From: Eric Sandeen <sandeen@sandeen.net>
To: Dave Chinner <david@fromorbit.com>
Cc: xfs@oss.sgi.com
Subject: Re: [PATCH 03/19] xfs: prevent deadlock trying to cover an active log
Date: Thu, 17 Oct 2013 10:54:29 -0500 [thread overview]
Message-ID: <52600835.9010802@sandeen.net> (raw)

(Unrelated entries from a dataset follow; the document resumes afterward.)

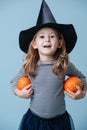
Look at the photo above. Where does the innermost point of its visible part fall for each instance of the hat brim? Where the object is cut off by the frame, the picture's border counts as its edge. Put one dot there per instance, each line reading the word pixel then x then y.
pixel 67 30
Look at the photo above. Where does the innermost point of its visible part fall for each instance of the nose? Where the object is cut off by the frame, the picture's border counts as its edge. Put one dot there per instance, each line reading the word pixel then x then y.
pixel 47 38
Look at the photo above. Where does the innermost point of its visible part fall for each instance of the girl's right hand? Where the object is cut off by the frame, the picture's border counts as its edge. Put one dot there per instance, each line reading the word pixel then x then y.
pixel 26 92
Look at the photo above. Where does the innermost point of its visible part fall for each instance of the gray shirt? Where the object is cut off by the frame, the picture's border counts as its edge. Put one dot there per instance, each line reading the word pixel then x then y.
pixel 48 99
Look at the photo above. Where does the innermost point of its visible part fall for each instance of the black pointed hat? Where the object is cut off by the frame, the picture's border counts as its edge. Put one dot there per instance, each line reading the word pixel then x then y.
pixel 46 19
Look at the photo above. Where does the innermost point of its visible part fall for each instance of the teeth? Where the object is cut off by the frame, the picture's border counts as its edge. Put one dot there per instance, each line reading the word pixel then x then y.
pixel 47 46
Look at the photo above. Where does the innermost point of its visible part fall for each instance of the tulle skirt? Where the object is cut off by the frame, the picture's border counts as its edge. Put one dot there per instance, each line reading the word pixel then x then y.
pixel 31 121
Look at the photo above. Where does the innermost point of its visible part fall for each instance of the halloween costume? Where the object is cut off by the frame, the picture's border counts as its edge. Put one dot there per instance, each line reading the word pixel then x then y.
pixel 47 107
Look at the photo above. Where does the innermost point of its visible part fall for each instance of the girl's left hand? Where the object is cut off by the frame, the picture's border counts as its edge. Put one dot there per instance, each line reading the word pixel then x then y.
pixel 78 95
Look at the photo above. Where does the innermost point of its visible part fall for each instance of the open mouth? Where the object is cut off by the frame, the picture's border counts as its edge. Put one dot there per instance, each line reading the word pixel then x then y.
pixel 47 46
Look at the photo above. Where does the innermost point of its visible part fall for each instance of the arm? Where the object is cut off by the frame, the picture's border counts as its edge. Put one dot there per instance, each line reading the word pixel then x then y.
pixel 25 92
pixel 73 71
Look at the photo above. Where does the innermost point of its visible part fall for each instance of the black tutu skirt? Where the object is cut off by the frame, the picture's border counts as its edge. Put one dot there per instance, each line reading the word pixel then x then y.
pixel 31 121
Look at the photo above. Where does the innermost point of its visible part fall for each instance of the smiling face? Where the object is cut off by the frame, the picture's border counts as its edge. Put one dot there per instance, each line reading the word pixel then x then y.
pixel 47 42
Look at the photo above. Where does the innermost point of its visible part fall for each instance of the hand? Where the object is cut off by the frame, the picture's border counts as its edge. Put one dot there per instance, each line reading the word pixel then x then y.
pixel 26 92
pixel 81 92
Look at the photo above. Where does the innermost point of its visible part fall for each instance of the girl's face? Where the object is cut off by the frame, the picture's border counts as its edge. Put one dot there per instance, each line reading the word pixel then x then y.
pixel 47 42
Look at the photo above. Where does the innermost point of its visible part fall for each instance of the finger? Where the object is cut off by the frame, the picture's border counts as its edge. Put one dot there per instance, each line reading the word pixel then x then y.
pixel 28 87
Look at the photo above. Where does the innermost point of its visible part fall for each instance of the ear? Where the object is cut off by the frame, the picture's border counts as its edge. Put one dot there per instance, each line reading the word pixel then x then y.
pixel 60 43
pixel 34 45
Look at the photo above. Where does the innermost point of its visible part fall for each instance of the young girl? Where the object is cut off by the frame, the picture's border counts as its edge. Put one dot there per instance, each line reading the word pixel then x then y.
pixel 46 64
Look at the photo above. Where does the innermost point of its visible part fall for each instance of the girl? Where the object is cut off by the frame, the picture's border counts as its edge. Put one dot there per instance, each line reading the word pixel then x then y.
pixel 47 64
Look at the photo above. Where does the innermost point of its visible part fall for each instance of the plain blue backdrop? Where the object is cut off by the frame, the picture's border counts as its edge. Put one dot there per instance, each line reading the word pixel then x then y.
pixel 22 14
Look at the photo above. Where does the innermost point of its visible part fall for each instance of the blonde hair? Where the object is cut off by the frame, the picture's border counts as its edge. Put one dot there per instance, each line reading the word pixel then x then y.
pixel 60 56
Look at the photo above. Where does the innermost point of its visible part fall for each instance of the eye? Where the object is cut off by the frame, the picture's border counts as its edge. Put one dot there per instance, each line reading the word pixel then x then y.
pixel 52 36
pixel 41 36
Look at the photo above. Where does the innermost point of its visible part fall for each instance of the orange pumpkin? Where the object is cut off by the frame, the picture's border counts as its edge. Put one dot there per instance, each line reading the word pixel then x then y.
pixel 71 82
pixel 23 82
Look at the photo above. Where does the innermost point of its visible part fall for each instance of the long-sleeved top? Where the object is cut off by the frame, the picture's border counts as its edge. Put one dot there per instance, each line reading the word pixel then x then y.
pixel 48 99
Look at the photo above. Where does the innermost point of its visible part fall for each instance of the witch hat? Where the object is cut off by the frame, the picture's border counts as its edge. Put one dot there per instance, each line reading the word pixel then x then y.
pixel 46 19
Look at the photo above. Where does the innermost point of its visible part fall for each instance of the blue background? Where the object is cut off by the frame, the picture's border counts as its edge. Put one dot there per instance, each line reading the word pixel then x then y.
pixel 22 14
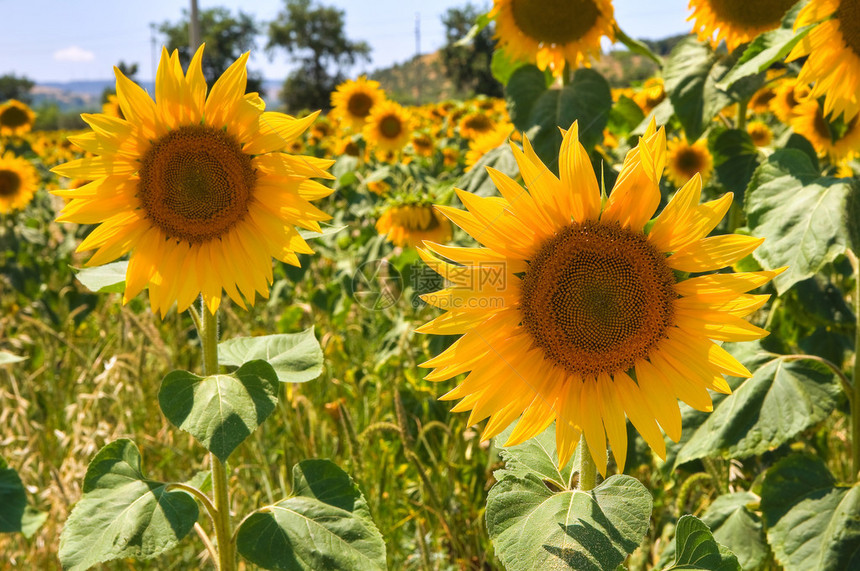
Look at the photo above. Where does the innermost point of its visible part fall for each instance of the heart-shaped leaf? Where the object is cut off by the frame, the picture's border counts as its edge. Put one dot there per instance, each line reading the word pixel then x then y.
pixel 296 357
pixel 325 525
pixel 220 411
pixel 122 513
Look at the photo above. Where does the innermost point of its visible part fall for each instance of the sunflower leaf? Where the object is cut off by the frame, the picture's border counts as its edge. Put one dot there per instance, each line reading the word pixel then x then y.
pixel 782 399
pixel 800 215
pixel 296 357
pixel 812 523
pixel 325 525
pixel 220 411
pixel 122 513
pixel 696 548
pixel 534 526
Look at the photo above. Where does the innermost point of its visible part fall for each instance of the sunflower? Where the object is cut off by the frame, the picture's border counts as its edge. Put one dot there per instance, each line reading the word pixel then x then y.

In-Reply-To: <1381789085-21923-4-git-send-email-david@fromorbit.com>
On 10/14/13 5:17 PM, Dave Chinner wrote:
> From: Dave Chinner <dchinner@redhat.com>
>
> Recent analysis of a deadlocked XFS filesystem from a kernel
> crash dump indicated that the filesystem was stuck waiting for log
> space. The short story of the hang on the RHEL6 kernel is this:
>
> - the tail of the log is pinned by an inode
> - the inode has been pushed by the xfsaild
> - the inode has been flushed to it's backing buffer and is
> currently flush locked and hence waiting for backing
> buffer IO to complete and remove it from the AIL
> - the backing buffer is marked for write - it is on the
> delayed write queue
> - the inode buffer has been modified directly and logged
> recently due to unlinked inode list modification
> - the backing buffer is pinned in memory as it is in the
> active CIL context.
> - the xfsbufd won't start buffer writeback because it is
> pinned
> - xfssyncd won't force the log because it sees the log as
> needing to be covered and hence wants to issue a dummy
> transaction to move the log covering state machine along.
>
> Hence there is no trigger to force the CIL to the log and hence
> unpin the inode buffer and therefore complete the inode IO, remove
> it from the AIL and hence move the tail of the log along, allowing
> transactions to start again.
>
> Mainline kernels also have the same deadlock, though the signature
> is slightly different - the inode buffer never reaches the delayed
> write lists because xfs_buf_item_push() sees that it is pinned and
> hence never adds it to the delayed write list that the xfsaild
> flushes.
>
> There are two possible solutions here. The first is to simply force
> the log before trying to cover the log and so ensure that the CIL is
> emptied before we try to reserve space for the dummy transaction in
> the xfs_log_worker(). While this might work most of the time, it is
> still racy and is no guarantee that we don't get stuck in
> xfs_trans_reserve waiting for log space to come free. Hence it's not
> the best way to solve the problem.
>
> The second solution is to modify xfs_log_need_covered() to be aware
> of the CIL. We only should be attempting to cover the log if there
> is no current activity in the log - covering the log is the process
> of ensuring that the head and tail in the log on disk are identical
> (i.e. the log is clean and at idle). Hence, by definition, if there
> are items in the CIL then the log is not at idle and so we don't
> need to attempt to cover it.
>
> When we don't need to cover the log because it is active or idle, we
> issue a log force from xfs_log_worker() - if the log is idle, then
> this does nothing. However, if the log is active due to there being
> items in the CIL, it will force the items in the CIL to the log and
> unpin them.
>
> In the case of the above deadlock scenario, instead of
> xfs_log_worker() getting stuck in xfs_trans_reserve() attempting to
> cover the log, it will instead force the log, thereby unpinning the
> inode buffer, allowing IO to be issued and complete and hence
> removing the inode that was pinning the tail of the log from the
> AIL. At that point, everything will start moving along again. i.e.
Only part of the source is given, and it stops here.